She kept feeding me the delicious appetizers from her tray as we moved along through the crowd. And by the time we curled into two purple velvet chairs in the corner of the living room, the model-tall Melinda managing to do so far more gracefully than me—curling her lanky body beneath her, wrapping her hand behind her neck in rest position—I kind of loved her a little.
“So,” she said, “let me start by saying thank you for that.”
“For what?” I said.
“Saving me from having to think about what on earth to talk to all those people about, all on my own,” she said. Then she leaned in closer, and gave me a wink. “I dread cocktail parties.”
“I’m with you,” I said.
“Well, we will begin with the work stuff tomorrow, but I just wanted to welcome you into the fold officially,” she said. “I hear my cousin Caleb has been less than welcoming, officially or otherwise.”
I shook my head. “No, I wouldn’t say that,” I said. “I just . . . haven’t spoken to him yet.”

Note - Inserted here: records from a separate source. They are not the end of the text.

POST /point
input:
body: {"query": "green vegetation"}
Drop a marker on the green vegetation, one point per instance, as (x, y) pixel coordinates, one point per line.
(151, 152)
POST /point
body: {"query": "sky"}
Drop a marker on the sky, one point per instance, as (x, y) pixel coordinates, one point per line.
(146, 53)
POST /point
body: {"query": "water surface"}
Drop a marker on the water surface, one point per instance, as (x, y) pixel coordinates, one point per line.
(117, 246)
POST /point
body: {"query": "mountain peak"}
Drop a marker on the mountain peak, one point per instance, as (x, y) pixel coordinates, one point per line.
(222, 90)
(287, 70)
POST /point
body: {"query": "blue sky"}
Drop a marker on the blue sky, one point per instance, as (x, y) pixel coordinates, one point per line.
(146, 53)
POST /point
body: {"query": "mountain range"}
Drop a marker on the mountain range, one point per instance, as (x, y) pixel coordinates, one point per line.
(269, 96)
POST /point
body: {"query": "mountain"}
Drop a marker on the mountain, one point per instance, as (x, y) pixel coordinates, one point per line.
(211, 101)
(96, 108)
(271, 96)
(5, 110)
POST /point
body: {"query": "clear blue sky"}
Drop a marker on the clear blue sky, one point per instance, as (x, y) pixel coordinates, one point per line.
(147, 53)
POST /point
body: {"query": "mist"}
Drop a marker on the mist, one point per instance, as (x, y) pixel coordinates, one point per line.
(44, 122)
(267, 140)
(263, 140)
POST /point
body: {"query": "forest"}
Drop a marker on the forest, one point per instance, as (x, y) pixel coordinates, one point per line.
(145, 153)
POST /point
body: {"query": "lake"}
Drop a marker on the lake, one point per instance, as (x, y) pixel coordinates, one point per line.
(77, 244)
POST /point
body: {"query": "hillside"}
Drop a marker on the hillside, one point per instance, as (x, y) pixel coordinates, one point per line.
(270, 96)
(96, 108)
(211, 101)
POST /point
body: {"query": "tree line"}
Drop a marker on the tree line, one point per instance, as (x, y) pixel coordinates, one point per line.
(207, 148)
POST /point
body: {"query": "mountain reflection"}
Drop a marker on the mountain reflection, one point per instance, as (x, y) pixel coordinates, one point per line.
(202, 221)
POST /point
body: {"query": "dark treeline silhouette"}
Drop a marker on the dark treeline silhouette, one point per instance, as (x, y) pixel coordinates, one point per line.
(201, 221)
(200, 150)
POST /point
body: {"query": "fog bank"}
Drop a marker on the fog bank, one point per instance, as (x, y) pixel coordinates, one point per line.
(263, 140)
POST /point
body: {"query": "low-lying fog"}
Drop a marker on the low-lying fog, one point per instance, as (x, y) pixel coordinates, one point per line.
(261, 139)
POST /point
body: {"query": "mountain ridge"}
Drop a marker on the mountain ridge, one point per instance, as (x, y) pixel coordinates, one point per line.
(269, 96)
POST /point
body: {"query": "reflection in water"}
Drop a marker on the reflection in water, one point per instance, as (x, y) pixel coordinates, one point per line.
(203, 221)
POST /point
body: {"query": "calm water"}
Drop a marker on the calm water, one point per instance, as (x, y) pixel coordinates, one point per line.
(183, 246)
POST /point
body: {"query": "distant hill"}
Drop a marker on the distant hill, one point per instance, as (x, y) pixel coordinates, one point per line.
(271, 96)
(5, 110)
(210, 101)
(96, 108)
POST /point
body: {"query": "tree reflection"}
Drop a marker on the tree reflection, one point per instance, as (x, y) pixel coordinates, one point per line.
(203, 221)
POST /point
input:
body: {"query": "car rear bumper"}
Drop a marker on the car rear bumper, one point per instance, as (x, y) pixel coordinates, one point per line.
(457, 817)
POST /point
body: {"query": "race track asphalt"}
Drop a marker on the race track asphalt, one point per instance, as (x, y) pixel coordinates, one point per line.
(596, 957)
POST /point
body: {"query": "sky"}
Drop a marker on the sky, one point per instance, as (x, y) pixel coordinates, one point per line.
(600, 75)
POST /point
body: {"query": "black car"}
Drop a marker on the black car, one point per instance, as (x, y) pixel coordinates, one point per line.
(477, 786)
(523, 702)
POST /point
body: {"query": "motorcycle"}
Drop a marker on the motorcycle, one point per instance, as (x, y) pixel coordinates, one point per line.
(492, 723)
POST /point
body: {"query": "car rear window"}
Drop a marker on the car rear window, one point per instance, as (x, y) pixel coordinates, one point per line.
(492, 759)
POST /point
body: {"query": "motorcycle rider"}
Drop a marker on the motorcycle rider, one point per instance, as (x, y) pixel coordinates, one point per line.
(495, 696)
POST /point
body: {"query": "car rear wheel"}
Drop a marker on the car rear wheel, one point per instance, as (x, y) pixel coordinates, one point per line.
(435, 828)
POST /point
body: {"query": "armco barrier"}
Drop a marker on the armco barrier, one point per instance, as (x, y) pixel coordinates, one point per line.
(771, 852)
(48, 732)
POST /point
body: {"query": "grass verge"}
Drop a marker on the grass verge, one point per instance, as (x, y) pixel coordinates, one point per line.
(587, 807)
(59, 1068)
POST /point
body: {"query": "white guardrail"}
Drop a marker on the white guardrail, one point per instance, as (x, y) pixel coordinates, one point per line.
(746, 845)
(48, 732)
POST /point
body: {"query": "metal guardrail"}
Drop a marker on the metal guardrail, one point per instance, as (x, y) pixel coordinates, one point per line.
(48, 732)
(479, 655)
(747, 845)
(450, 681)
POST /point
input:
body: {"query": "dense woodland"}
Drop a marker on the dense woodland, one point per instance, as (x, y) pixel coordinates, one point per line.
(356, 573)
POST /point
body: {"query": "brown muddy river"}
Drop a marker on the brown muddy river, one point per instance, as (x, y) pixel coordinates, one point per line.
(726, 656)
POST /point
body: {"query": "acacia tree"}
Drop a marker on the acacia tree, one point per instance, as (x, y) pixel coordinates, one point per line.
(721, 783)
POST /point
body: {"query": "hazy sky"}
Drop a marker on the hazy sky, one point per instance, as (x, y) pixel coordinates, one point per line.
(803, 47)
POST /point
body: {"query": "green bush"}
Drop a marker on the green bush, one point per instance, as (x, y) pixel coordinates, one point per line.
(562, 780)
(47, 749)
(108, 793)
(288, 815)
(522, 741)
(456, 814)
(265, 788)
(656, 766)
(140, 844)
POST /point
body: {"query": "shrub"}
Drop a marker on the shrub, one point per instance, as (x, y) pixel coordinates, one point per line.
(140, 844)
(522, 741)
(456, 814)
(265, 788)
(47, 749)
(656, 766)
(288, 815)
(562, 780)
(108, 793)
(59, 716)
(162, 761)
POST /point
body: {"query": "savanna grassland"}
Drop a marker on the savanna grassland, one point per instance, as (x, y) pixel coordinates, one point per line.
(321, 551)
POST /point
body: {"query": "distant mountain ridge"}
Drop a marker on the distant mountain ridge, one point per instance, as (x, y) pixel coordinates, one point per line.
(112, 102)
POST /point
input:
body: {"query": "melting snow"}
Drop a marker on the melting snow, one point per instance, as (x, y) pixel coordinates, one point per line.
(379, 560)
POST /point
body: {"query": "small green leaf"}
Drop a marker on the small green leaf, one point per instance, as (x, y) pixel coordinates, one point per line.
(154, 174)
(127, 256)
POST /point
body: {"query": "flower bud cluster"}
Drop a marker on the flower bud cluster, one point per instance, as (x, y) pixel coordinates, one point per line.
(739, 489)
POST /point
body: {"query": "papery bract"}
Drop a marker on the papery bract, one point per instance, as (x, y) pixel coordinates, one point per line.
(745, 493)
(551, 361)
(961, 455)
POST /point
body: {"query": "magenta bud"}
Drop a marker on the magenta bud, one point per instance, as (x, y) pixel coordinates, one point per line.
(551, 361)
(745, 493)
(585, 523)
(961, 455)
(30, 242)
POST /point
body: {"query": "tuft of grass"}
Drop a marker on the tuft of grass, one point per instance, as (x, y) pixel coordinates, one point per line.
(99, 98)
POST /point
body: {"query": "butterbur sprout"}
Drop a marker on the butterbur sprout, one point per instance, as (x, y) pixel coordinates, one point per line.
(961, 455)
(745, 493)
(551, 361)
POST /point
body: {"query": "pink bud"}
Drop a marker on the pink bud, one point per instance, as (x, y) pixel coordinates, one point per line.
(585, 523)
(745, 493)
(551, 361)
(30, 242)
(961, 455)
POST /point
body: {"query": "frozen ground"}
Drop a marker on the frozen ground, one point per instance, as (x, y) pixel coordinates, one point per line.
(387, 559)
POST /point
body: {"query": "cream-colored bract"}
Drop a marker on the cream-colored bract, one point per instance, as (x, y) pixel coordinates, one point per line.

“Well, with any luck, we’ll figure out how to keep it that way for a while,” she said. “He is one of those people who thinks he has all the answers. So just to piss him off, I send him e-mails marked urgent at least twice a day, asking him impossible questions, like, what is the price of a quart of milk in Adyar, India?”
I started to laugh, just as someone called Melinda’s name.
“The problem is,” she said, “he always knows the answer. What is worse than that?”
“Very little,” I said.
She pointed at the name-caller to give her a minute. And gave me a kind look.
“I’m so sorry to leave you. But I think I have to put out a fire in the southwest corner.” She circled her hands around her mouth, making a clock. “Three o’clock.”
I turned to see a couple of some sort looking desperately awkward trying to talk to each other. Or desperately awkward standing together and not talking to each other. Their eyes on the floor.
“No, of course, of course . . .” I said. “Thank you for giving me as much time as you did.”
She stood up again, towering over me in an embarrassing way. “It’s wonderful to meet you, Annie Adams,” she said.
“You too, Melinda,” I said.
Then she handled me a final crab cake and ran off.
I watched her go, her bright polka dots moving away with her, and started to look around for Peter, to let him know I was ready to leave. But just then my phone rang, BLOCKED coming up on the caller ID.
Griffin, I thought immediately, and hopefully. We hadn’t talked since I’d left the house earlier in the week—heading first to New York, and then to London. We hadn’t talked since we had really talked. And I knew it had to come down to me, reaching out to him, if that was what I wanted. And I knew I didn’t have forever to do it. I had far less than forever if I were going to turn things around. Still, I found myself hoping. But it wasn’t Griffin on the other end.
It was Jordan.
“Are you still mad at me? ” she asked. “And, before you answer that, please note that I’ve made a list of several very
compelling
reasons why you shouldn’t be. Almost like an ode to my favorite column. That’s number one, actually. That ‘Checking Out’
is
my favorite column.” She paused. “And I’ve written more letters to the editor than anyone on earth to say so.”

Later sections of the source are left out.